Specifically, looks like you already exported them as tab delimited. So
something like 

yourdata <- read.table(file="yourfile.txt", sep="\t", header=TRUE)
should work.

**reshape**

Now 'yourdata' is a data.frame object. Then you reshape() them, as said,
from 'wide' to 'long' format.
You need to do something like

yourreshapeddata <- reshape(yourdata, direction="long",
varying=list(paste("revenue", 2007:1998, sep="")))

i.e., 'varying' must be the list of the vectors (here: only one vector!)
of column names corresponding to the time-varying variables to be
stacked. (Hint: see what 'paste("revenue", 2007:1998, sep=""))' does).

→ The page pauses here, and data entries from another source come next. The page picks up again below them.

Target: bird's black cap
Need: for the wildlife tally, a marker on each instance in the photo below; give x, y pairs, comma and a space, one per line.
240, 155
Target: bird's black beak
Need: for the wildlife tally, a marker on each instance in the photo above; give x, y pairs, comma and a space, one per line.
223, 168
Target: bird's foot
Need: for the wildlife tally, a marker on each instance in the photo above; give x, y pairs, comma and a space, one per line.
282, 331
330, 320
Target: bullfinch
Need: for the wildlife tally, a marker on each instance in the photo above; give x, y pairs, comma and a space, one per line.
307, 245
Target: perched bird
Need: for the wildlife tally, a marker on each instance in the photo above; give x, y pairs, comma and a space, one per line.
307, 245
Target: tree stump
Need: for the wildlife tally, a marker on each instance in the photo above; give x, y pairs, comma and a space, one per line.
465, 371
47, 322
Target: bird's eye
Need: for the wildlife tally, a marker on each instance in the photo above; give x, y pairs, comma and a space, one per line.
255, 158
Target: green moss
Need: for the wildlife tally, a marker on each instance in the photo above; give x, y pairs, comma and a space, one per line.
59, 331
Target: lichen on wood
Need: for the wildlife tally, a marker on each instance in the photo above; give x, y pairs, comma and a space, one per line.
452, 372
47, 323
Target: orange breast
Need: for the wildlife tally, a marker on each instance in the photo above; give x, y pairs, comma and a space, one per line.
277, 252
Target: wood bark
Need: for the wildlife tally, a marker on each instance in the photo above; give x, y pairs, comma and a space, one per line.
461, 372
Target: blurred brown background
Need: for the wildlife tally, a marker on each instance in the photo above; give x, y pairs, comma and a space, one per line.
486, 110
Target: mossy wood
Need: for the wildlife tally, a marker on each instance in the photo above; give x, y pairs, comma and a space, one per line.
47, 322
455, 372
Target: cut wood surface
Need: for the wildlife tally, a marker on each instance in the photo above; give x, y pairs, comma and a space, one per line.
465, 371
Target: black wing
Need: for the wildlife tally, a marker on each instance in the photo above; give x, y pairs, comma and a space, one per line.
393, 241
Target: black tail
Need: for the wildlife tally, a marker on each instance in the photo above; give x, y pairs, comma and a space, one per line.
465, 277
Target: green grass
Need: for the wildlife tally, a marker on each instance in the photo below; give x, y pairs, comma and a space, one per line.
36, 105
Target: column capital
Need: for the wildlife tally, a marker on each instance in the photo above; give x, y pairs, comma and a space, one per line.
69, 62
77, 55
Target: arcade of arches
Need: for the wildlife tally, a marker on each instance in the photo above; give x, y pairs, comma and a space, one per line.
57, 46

An example on the Grunfeld data just to clarify:
data(Grunfeld, package="Ecdat") # data start in 'long' format, the one
you need
## make them 'wide'
pippo<-reshape(Grunfeld, direction="wide", timevar="year", idvar="firm")

## see what you got
fix(pippo) 
## now make them 'long' again (what you need!)
pluto<-reshape(pippo, direction="long",
varying=list(paste("inv",1935:1954,sep="."),paste("value",1935:1954,sep=
"."),paste("capital",1935:1954,sep=".")))
## see how it worked. Notice the "id" and "time" variables it produced.
fix(pluto)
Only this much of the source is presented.